Entre o discurso e a prática, o corporativismo

Não dá ainda para esperar mudanças, quando as semelhanças ficam mais evidentes do que as coincidências e o discurso muda de lado, conforme a conveniência. São exemplos que vêm de cima para baixo e desencadeiam um processo automático de atrelamento, difícil de reverter, comprometendo o necessário equilíbrio que deveria existir entre as forças políticas de um país, estado ou município. Entre oito e oitenta, a probabilidade de se ficar com a segunda opção é concreta, à mesma proporção do domínio de um determinado grupo sobre outro. É interessante notar como é tênue, quase inexistente, a linha que separa a situação e a oposição, quando a segunda se transforma na primeira. E vice-versa. Os papéis se invertem na prática, mas o discurso é igual. Em alguns casos, só muda mesmo de boca. Palavras por palavras vão fluindo e, pronunciadas em sentido e contexto, servem para fazer um exercício de imaginação com um simples fechar de olhos. O ouvinte não conseguirá distinguir de que lado o discurso está partindo, se não conhecer o timbre de voz de seu autor.
Com o fim da ditadura militar (e da unilateralidade da fonte oficial, que não permitia o contraditório, sob ameaças que todos já conhecem) e a retomada da democracia, a expectativa de um embate equilibrado simplesmente desceu pelo ralo, à medida em que os governantes também não queriam – como ainda não querem - ser contrariados ou ter suas prerrogativas postas em jogo. Se, com os generais no poder, a base aliada era composta por fardas e coturnos, na volta dos civis ao poder não mudou muito. Apenas as alianças partidárias trocaram o verde oliva por paletó e gravata. A prática, entretanto, continua a mesma.

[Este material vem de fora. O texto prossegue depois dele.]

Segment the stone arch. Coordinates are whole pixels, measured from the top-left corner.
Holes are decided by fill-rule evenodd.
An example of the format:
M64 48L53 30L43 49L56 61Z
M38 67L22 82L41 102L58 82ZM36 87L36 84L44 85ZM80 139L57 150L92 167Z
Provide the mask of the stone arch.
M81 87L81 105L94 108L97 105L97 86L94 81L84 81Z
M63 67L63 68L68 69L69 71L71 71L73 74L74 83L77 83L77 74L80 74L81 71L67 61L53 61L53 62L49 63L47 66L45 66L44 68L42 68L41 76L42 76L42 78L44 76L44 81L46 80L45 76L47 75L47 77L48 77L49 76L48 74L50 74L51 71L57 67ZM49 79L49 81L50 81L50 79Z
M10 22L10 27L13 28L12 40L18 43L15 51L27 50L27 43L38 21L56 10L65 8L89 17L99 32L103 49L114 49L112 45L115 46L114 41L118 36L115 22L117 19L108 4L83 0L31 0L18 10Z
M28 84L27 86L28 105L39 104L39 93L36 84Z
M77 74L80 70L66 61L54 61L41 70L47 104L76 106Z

De Sarney, que herdou o mandato de Tancredo Neves antes de sua posse como presidente eleito (ainda pelo voto indireto), aos poucos todos foram fomentando bases políticas obedientes, com uma briguinha aqui e uma discussãozinha lá, apenas por questões inerentes à própria vaidade humana, porém, sem comprometer seriamente seus governos. Prova disso é que o único a ter seu mandato questionado foi justamente Fernando Collor de Mello, o primeiro presidente civil eleito pelo voto direto pós-ditadura, que, ao não cooptar o Poder Legislativo, ficou sem aliados e impedido de continuar, justamente pelo Congresso Nacional, onde ele não soube conduzir a prática da “boa vizinhança”, atendendo aos interesses de deputados e senadores da República.
Com a ascensão de Itamar Franco, entrou em cena a política do “toma lá, dá cá”, que não foi abandonada mais. Vieram Fernando Henrique Cardoso e Lula, com dois mandatos cada, e Dilma Rousseff, se preparando para o segundo, os quais, sem sobressaltos, souberam conduzir suas alianças à mais pura subserviência, das quais também ficaram reféns. Se os discursos foram acalorados e distintos em campanhas eleitorais acirradas, no trono do rei tudo se igualou. Deixaram as alianças ideológicas de lado para conquistar as fisiológicas, mais interessantes e de fácil domínio. 
Por isso não me surpreende mais que, aqueles que vociferavam contra as improbidades e defendiam ações éticas com a necessária ênfase, venham a público com a mesma prática que tanto abominavam. Como escrevi em minha coluna de domingo, o Ronei de ontem é o Zé da Mix de hoje. Discursos alinhados em tudo. Só houve uma troca de lado, ditada pelo corporativismo. Se fosse o contrário, seria a mesma lenga-lenga.